Dan Reboussin is the Head of the African Studies Collections at the University of Florida and won the award for access for “developing access to the Jean-Marie Derscheid Collection, a rich set of manuscripts documenting pre-colonial and colonial events in Burundi, Eastern Congo, and Rwanda.” Dan developed access by
- Arranging for the digitization of the full Derscheid collection of materials
- Creating an excellent finding guide and then arranging for the guide to be digitized and online
- Securing permissions for the digitization of related scholarly materials as with Lemarchand’s book, Rwanda and Burundi, to provide access to the complete research context relating to these materials
- Utilizing search engine optimization (SEO) to ensure the full collection was findable. This included creating the Derscheid digital collection within the UFDC which is powered by the SobekCM software engine, which is optimized for search engines including Google to best support human and automated indexing of materials.
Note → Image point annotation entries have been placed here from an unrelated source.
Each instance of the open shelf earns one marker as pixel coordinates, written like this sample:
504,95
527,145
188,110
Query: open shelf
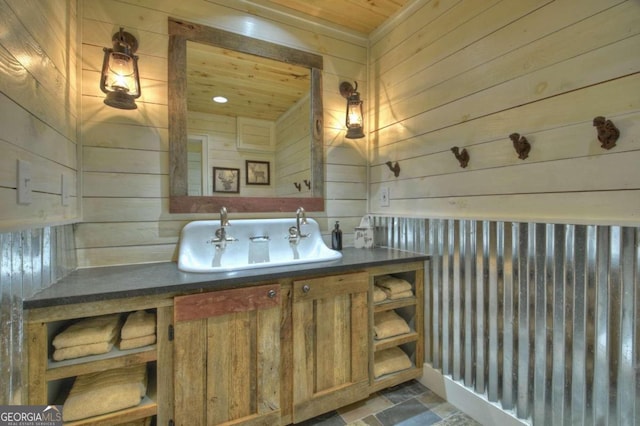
93,363
394,304
395,341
This also included creating a Wikipedia entry for Derscheid for human and automated mechanisms to best connect search engines with the collection and collection materials
I’m pleased to say that I was able to nominate Dan for his excellent work. It’s wonderful to see Dan’s work be rewarded by library community with the CRL Primary Source Award!
The full story is in the CRL Focus on Global Resources Newsletter.
The CRL Primary Source Awards are:
an annual competition designed to recognize and publicize librarians, teachers, and researchers who use or promote use of primary source materials.
Program Description & Criteria
The Primary Source Awards are presented annually in three categories:
Access
Facilitating access to primary source materials.
Research
Using or promoting primary source materials in research projects & methodologies.
Teaching
Employing primary source materials in the classroom.